There are typical problems with strongly centralized governments. Marxists and Fascists see each other as antagonistic movements. But they share many common characteristics due to their mutual disrespect for individual rights.

Also, emotional empathy needs to be distinguished from cognitive empathy.

Terrorists are high on emotional empathy. The quickest route to generate empathy within a group is through hatred of and war against an outgroup. And terrorists have tremendous hatred for their outgroup and love of their ingroup. And that’s the problem. The endless religious wars of Europe were the result, in part, of emotional empathy and the ingroup benefits from hatred of an outgroup.
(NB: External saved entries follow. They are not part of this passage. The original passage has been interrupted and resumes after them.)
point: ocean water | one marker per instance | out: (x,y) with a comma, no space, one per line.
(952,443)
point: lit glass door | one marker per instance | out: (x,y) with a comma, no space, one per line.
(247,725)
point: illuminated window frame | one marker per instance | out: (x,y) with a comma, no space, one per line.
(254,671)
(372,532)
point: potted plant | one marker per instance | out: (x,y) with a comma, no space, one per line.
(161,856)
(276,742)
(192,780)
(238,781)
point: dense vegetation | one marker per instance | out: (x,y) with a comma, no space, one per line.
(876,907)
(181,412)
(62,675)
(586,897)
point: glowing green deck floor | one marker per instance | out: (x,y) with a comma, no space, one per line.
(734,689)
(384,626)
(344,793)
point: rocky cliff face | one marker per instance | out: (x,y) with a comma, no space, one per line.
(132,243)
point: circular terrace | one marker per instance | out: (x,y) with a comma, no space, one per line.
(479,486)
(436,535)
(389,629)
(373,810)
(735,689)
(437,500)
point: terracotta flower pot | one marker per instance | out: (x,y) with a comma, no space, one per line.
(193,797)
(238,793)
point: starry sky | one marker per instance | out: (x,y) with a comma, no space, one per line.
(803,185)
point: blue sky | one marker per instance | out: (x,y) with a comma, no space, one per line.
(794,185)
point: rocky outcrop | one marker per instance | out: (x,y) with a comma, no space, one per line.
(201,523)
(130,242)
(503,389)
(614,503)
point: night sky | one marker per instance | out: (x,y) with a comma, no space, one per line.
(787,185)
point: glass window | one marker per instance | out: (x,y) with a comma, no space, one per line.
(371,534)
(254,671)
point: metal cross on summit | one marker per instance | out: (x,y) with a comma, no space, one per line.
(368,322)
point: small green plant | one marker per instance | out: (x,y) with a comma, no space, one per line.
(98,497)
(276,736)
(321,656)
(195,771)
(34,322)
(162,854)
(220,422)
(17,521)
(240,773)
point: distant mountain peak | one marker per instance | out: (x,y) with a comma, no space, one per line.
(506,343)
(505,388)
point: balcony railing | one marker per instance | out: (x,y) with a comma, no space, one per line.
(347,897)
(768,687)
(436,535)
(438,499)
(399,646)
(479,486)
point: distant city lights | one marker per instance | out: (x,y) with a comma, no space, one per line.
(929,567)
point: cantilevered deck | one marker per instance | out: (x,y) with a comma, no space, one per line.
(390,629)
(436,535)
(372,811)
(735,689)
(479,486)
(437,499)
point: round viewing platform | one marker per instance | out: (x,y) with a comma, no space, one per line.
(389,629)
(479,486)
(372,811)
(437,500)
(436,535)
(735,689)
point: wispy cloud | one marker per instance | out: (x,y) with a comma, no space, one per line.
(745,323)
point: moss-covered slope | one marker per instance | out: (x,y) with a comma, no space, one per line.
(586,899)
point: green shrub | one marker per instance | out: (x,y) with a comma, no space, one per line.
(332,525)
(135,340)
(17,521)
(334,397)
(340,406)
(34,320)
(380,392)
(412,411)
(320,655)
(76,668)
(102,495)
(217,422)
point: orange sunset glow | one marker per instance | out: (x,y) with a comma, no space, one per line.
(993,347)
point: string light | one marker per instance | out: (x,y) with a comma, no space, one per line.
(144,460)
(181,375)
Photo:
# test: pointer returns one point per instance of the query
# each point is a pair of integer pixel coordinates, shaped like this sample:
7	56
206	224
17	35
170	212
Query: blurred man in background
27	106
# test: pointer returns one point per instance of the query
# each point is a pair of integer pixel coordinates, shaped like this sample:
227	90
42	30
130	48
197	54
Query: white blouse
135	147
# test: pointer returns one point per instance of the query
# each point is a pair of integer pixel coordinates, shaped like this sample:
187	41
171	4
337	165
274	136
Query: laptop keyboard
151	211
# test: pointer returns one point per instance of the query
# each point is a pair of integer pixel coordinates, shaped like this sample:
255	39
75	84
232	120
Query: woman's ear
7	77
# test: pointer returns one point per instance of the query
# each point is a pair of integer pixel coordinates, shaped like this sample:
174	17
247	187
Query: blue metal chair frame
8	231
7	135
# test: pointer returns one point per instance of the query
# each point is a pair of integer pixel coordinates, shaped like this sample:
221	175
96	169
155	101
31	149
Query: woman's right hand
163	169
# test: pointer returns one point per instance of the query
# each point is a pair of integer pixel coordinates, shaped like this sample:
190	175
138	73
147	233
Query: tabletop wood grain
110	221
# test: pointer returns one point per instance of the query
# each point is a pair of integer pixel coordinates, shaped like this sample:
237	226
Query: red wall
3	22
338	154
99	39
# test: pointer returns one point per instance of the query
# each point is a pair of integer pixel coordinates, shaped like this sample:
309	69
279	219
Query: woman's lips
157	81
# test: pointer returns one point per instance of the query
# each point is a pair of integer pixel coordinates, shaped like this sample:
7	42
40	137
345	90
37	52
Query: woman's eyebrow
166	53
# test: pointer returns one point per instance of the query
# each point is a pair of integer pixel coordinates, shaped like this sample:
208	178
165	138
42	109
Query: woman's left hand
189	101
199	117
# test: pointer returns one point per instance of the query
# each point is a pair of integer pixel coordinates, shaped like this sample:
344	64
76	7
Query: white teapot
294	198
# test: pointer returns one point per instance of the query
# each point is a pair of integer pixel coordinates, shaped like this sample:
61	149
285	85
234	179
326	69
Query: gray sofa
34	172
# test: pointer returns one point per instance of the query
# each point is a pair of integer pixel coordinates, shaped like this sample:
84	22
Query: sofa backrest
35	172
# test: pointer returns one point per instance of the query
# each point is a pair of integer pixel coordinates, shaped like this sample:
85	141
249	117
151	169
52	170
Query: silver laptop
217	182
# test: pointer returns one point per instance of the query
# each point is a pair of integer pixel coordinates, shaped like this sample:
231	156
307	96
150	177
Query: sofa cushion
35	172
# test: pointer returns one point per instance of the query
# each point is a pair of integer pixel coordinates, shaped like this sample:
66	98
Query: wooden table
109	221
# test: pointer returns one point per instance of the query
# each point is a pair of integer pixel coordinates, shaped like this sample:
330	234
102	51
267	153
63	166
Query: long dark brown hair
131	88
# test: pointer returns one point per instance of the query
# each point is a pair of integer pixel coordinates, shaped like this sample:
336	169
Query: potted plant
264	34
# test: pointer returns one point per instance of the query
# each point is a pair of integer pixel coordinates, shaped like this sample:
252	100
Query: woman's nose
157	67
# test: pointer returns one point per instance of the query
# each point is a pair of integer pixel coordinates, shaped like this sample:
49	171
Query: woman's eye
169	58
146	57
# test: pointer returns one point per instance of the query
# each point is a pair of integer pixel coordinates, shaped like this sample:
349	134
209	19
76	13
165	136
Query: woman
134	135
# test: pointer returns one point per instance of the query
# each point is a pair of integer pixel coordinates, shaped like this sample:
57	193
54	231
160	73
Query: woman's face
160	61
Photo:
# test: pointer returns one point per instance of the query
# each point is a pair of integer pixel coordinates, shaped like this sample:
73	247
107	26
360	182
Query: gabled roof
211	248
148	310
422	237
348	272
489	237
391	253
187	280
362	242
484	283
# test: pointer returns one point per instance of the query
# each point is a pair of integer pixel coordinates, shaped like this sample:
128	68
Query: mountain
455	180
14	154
https://www.npr.org/2019/04/15/712249664/the-end-of-empathy

Look, if we said that women were sex providers and that they should be forced to provide sex fairly I hope we can agree that that’s a *really* objectifying position to hold. It’s also objectifying to believe that employers are jobs providers who have to provide jobs fairly. But if employers are your outgroup and employees are your ingroup, the objectification will be invisible to you.

Opposition to objectification is easily interpreted as a lack of empathy because it means someone isn’t hating the correct enemies and seeing them as objects to serve the proper ingroups.

We could talk all day about libertarian opposition to coercion or whatnot. But it’s worth noting that classic liberalism was a way to move away from the endless, costly internicean fighting that dominated human history. We see that internicean fighting now in the United States between Social Conservatives and Progressives. Civil wars are horrible. There’s absolutely nothing wrong about wanting to avoid them, when possible.